Le fond et la forme sont étroitement liés et sont ainsi généralement pensés de manière simultanée. Les « slides » d’une présentation orale précédant la révélation du message central d’une campagne de communication (également appelé « big idea ») sont similaires aux péripéties qui introduisent la théorie d’un texte. On retrouve bien la présence d’un récit construit uniquement pour mettre en valeur les choix adoptés. On peut d’ailleurs se référer à l’histoire d’Ulysse et au sous-texte philosophique introduit par l’auteur, puisque l’ensemble des épreuves traversées par le protagoniste principal a pour unique valeur de justifier l’ultime choix de ce dernier, entre l’éternité et le bonheur éphémère. Les recommandations stratégiques n’échappent donc pas à ce schéma narratif qui a  pour vocation de permettre l’ivresse du rêve tout en s’imprégnant d’un réalisme rassurant. Un annonceur a toujours besoin d’être rassuré, ne l’oublions jamais !

« Il existe autant de modèles qu’il existe d’agences »

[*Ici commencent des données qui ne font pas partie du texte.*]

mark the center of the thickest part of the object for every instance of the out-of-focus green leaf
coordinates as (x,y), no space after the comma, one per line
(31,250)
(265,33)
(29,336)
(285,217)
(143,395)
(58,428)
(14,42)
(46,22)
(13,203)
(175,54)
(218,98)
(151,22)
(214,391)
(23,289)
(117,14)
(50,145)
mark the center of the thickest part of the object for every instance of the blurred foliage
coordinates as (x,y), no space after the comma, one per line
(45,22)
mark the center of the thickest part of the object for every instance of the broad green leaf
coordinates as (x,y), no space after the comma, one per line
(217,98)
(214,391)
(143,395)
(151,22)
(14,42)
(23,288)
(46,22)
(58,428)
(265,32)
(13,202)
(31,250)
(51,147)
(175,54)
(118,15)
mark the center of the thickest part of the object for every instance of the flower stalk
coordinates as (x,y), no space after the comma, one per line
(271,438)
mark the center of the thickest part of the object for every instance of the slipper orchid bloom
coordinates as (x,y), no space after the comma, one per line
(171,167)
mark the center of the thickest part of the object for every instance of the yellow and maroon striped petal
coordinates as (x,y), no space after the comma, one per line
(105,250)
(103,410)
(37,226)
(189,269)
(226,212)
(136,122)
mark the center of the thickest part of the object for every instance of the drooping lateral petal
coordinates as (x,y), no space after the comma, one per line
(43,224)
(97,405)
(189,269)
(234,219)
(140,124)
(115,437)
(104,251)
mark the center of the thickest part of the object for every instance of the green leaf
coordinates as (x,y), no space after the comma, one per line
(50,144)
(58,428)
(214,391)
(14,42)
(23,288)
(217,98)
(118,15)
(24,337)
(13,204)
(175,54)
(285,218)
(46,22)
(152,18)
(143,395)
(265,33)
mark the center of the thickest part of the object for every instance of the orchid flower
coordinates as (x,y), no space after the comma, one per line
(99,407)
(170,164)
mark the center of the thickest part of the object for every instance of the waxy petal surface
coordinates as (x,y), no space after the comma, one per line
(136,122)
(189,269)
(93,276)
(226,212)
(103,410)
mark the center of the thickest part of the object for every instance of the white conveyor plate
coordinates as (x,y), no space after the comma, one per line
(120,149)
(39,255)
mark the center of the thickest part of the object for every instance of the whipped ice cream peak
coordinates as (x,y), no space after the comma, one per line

Le modèle le plus répandu réside dans la narration de deux récits enchâssés. Le premier a pour vocation de séduire en offrant une résonnance à l’identité, l’ADN, la personnalité de l’agence. On pense notamment au décalage, à l’humour et au lion rastafari de Marcel, ou encore à la marque de fabrique de TBWA : la disruption. Le second récit a pour vocation de mettre en lumière une histoire future, une “success story” rendue possible par les propositions d’actions de communication explicitées au sein de la recommandation stratégique. Cependant un troisième récit peut apparaître de manière mineure ou majeure. Ce récit peut ainsi ériger la cible, dans sa représentation archétypale, au rang de protagoniste principal, narrant son histoire, ses aspirations ou motivations, ses névroses ou ses freins, ses habitudes de consommation, ses loisirs, ses caractéristiques importantes, afin non seulement d’en obtenir une compréhension parfaite mais également de justifier la pertinence de tous les dispositifs mis en place par la suite. Le quotidien de la cible peut alors devenir un véritable fil conducteur, au sein duquel s’intercalent les multiples péripéties que sont les actions de communication imaginées par l’agence. Une multiplicité de récits est bien évidemment envisageable, il existe autant de modèles qu’il existe d’agences, l’important est finalement de trouver sa propre manière de fonctionner.

« Savoir qui est celui ou celle à qui on s’adresse est la première condition qu’il faut remplir »

Une bonne histoire trouve toujours son public. Mais une présentation se conçoit en fonction de son auditoire. Maîtriser l’univers de référence de l’annonceur est primordial afin d’utiliser un champs lexical auquel il sera sensible. La capacité d’adaptation est essentielle afin de faire passer ses idées. Savoir qui est celui ou celle à qui on s’adresse est la première condition qu’il faut remplir, avant même d’entreprendre la création de tout schéma narratif.